Aunque muy escueto, el apunte permite saber su alta valoración del médico, pues inicia la lista con su nombre y después le siguen nada menos que los de Manuel de Zequeira y Arango (1764-1846), José Agustín Caballero Rodríguez de la Barrera (1762-1835), el presbítero Francisco Ruiz (1797?-1857), Félix Varela Morales (1787-1853), José de la Luz y Caballero, José Agustín Govantes Gómez (1796-1844), Nicolás M. Escobedo Rivero (1795-1840), Francisco Arango y Parreño (1765-1837) y José Arango Núñez del Castillo (1765-1851).2
A pesar de su extraordinaria importancia cultural y científica en Cuba y de haber sido contemporáneos no mencionó nunca Martí en sus escritos al doctor Nicolás J. Gutiérrez, ni a los médicos González del Valle, sobre todo a Fernando y Ambrosio y de la familia únicamente al malogrado filósofo y novelista José Zacarías (1820-1851),3 tampoco al enciclopedista Antonio de Gordon Acosta (1848-1917), por citar algunos; ni instituciones de tanta trascendencia como la Real Academia de Ciencias Médicas, Físicas y Naturales de La Habana, la Sociedad Antropológica de la Isla de Cuba o la Sociedad de Estudios Clínicos de La Habana, ni ninguna publicación periódica médica cubana.

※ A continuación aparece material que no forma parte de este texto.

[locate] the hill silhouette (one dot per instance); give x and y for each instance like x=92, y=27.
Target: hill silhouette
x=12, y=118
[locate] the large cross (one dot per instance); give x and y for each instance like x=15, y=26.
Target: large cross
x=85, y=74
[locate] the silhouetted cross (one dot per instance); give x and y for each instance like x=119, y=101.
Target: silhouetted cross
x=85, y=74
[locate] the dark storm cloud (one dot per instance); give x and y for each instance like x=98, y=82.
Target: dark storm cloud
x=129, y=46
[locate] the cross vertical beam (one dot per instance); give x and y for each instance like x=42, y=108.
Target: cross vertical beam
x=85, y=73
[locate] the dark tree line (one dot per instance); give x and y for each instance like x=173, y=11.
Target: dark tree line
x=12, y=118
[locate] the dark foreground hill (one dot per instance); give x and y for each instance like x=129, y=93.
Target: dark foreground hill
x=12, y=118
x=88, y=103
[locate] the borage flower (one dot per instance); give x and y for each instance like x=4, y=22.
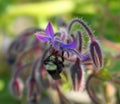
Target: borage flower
x=52, y=63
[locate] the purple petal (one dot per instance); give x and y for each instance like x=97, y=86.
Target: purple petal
x=71, y=45
x=49, y=30
x=96, y=54
x=42, y=37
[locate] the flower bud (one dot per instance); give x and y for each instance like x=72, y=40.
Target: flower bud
x=77, y=75
x=16, y=87
x=96, y=54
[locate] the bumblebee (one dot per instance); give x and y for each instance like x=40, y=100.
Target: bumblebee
x=54, y=66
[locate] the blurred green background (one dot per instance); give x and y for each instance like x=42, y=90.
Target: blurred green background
x=16, y=15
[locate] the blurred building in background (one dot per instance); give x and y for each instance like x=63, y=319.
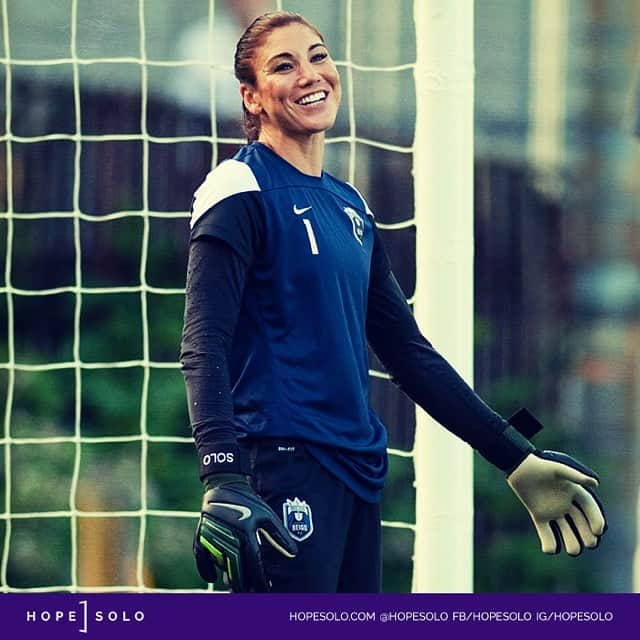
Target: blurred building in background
x=558, y=211
x=557, y=247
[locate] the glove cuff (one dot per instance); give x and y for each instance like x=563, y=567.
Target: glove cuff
x=225, y=457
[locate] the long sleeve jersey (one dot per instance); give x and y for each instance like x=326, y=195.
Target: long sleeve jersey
x=288, y=281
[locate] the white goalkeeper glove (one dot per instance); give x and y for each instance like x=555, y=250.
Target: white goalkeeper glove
x=558, y=492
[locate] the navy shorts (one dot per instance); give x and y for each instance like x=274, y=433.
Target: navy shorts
x=338, y=534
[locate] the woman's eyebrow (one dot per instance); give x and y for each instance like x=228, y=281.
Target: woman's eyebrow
x=287, y=54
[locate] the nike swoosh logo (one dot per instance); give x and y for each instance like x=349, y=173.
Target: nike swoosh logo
x=244, y=512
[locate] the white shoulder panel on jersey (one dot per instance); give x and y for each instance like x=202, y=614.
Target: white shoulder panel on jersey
x=366, y=206
x=227, y=179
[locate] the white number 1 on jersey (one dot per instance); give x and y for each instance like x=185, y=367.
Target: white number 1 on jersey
x=312, y=237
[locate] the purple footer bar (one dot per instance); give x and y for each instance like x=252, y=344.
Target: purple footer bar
x=122, y=616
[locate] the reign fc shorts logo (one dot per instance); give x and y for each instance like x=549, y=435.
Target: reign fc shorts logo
x=357, y=223
x=297, y=518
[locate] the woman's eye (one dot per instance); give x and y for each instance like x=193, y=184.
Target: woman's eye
x=283, y=66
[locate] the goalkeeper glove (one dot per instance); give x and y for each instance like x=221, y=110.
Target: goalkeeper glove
x=234, y=525
x=558, y=492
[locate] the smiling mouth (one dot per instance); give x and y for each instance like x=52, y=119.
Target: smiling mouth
x=313, y=98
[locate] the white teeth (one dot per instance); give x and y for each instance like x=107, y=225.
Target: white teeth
x=314, y=97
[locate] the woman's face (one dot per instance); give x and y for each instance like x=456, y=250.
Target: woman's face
x=297, y=91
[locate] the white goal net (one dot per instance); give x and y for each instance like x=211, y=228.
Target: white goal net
x=113, y=112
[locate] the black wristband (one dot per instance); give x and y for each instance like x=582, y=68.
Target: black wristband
x=226, y=457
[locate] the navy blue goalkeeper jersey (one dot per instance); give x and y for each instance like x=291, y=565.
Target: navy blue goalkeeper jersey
x=299, y=361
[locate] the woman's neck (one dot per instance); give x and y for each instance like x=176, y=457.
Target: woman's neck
x=306, y=154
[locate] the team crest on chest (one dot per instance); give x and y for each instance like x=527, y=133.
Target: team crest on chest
x=297, y=518
x=357, y=223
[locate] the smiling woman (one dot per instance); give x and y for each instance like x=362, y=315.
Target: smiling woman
x=290, y=89
x=287, y=285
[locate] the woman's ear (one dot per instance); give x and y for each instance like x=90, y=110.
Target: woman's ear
x=251, y=100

Pero sobre todo, ha llamado siempre la atención su silencio sobre el doctor Finlay. A parte de la real imposibilidad de conocer Martí la bibliografía médica cubana, por haber vivido la mayor parte de su vida de adulto en tierras extranjeras, hay en su desconocimiento de la obra de Finlay culpa de alguien, se le podría achacar al doctor Valdés-Domínguez.